Nuts that PROTECT your brain from dementia:
1. Walnuts
They are the queens of the brain. Their shape is no accident: they concentrate alpha-linolenic acid (ALA), a type of plant-based omega-3 fatty acid, antioxidants, vitamin E, and anti-inflammatory compounds.
Benefit: neuronal protection, improved memory, and a reduced risk of cognitive decline.
2. Almonds
Rich in vitamin E, one of the most important antioxidants for the brain.
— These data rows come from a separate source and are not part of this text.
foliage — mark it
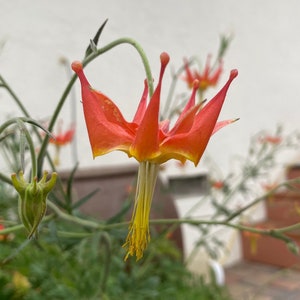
[0,22,300,300]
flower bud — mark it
[11,171,57,238]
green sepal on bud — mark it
[11,171,57,238]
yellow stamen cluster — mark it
[123,162,159,260]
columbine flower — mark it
[49,122,75,166]
[72,53,237,259]
[184,56,223,92]
[11,171,57,238]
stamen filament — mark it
[123,161,159,260]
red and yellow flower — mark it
[72,53,237,259]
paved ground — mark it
[225,262,300,300]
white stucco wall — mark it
[0,0,300,171]
[0,0,300,268]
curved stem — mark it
[38,38,154,173]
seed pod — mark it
[11,171,57,238]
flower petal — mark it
[132,80,148,125]
[72,62,134,158]
[160,70,237,165]
[130,53,169,162]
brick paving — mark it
[225,261,300,300]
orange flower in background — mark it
[184,56,223,92]
[72,53,237,259]
[0,224,8,242]
[259,135,282,145]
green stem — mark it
[100,232,111,295]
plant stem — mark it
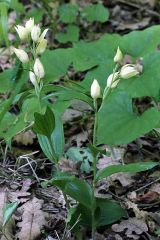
[92,99,98,240]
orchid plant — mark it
[3,19,157,240]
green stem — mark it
[92,100,98,240]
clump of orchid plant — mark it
[13,18,48,95]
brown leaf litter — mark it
[17,197,46,240]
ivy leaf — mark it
[97,91,160,145]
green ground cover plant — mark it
[0,1,160,240]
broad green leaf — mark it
[3,202,18,227]
[10,0,25,13]
[59,4,78,23]
[70,198,126,228]
[20,96,42,122]
[33,107,55,139]
[97,91,160,145]
[71,26,160,90]
[41,48,72,83]
[37,102,68,161]
[0,113,27,141]
[119,52,160,97]
[0,61,28,122]
[82,4,109,23]
[56,25,79,43]
[119,25,160,57]
[66,147,93,173]
[52,176,92,208]
[71,34,121,90]
[96,162,158,181]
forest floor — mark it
[0,0,160,240]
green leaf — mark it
[10,0,25,13]
[0,69,13,93]
[37,102,68,161]
[71,26,160,92]
[119,25,160,58]
[119,52,160,97]
[37,106,64,161]
[0,0,10,47]
[33,107,55,139]
[70,198,126,228]
[66,147,93,173]
[96,162,158,181]
[59,4,78,23]
[52,176,92,208]
[56,25,79,43]
[97,91,160,145]
[95,198,126,227]
[41,48,72,83]
[27,7,45,23]
[3,202,18,227]
[82,4,109,23]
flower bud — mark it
[114,47,123,63]
[107,72,120,88]
[36,39,47,54]
[25,18,34,33]
[13,48,29,63]
[33,58,45,79]
[31,25,41,42]
[29,71,37,86]
[15,25,29,40]
[91,79,101,99]
[38,28,48,42]
[120,64,139,79]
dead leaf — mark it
[17,197,46,240]
[135,191,159,203]
[112,218,148,239]
[8,179,31,203]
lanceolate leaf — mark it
[52,176,92,208]
[3,202,18,227]
[37,106,65,161]
[119,52,160,97]
[70,198,126,228]
[97,91,160,145]
[96,162,158,181]
[34,107,55,139]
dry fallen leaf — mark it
[112,218,148,239]
[8,179,31,203]
[17,197,46,240]
[135,191,159,203]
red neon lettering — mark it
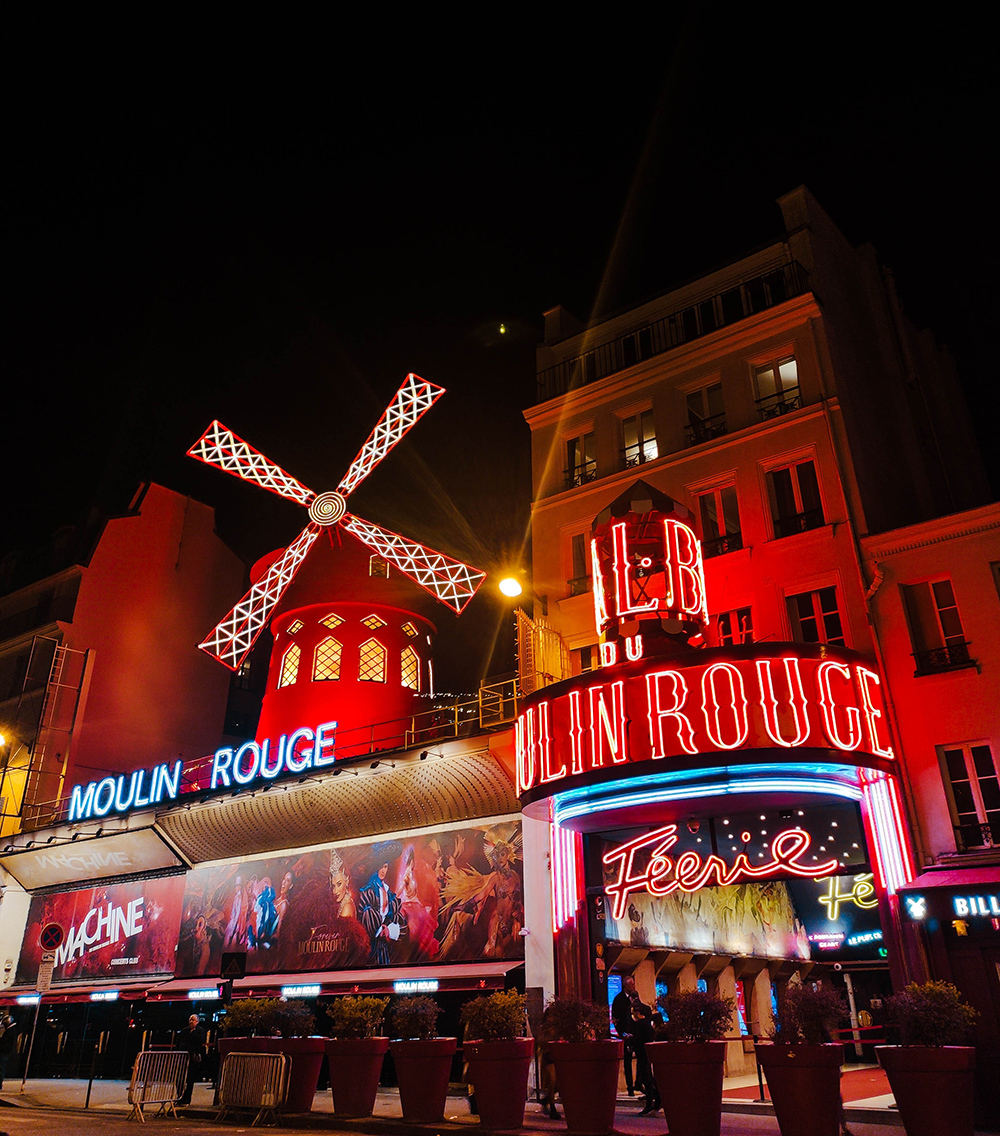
[569,691,583,774]
[645,670,698,758]
[701,662,750,750]
[757,658,809,749]
[855,666,895,758]
[816,660,861,751]
[603,825,840,919]
[611,521,659,619]
[664,517,708,619]
[590,680,628,769]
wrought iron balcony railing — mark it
[701,533,743,560]
[538,260,809,402]
[774,509,824,536]
[914,643,975,677]
[684,410,730,445]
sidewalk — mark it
[0,1067,902,1136]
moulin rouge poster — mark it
[176,821,524,978]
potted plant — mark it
[389,995,458,1125]
[326,994,389,1117]
[875,982,977,1136]
[645,991,734,1136]
[542,997,624,1136]
[755,983,848,1136]
[218,997,326,1112]
[461,991,534,1129]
They also stabilize blood sugar, key to maintaining stable mental energy.
Benefit: improved cognitive performance and protection against brain aging.
3. Hazelnuts
Hazelnuts contain folate, healthy fats, and polyphenols, essential for neurotransmitter production.
Benefit: improved neuronal communication and reduced oxidative stress.
4. Pecans
They are particularly rich in antioxidants, even more so than traditional walnuts.
Benefit: they reduce inflammation and protect against age-related memory loss.
What is a healthy portion?
To reap the benefits without risks, experts recommend:
A daily handful (25–30 g) of raw or roasted unsalted nuts.
Choose natural mixes, not fried or sugar-coated.
Store them in airtight containers to prevent mold and oxidation.
Conclusion
Nuts can be great allies for the brain, provided they are chosen wisely and consumed in moderation. Avoid highly processed products, those with excess salt, or those that are poorly preserved, and prioritize those rich in antioxidants and healthy fats.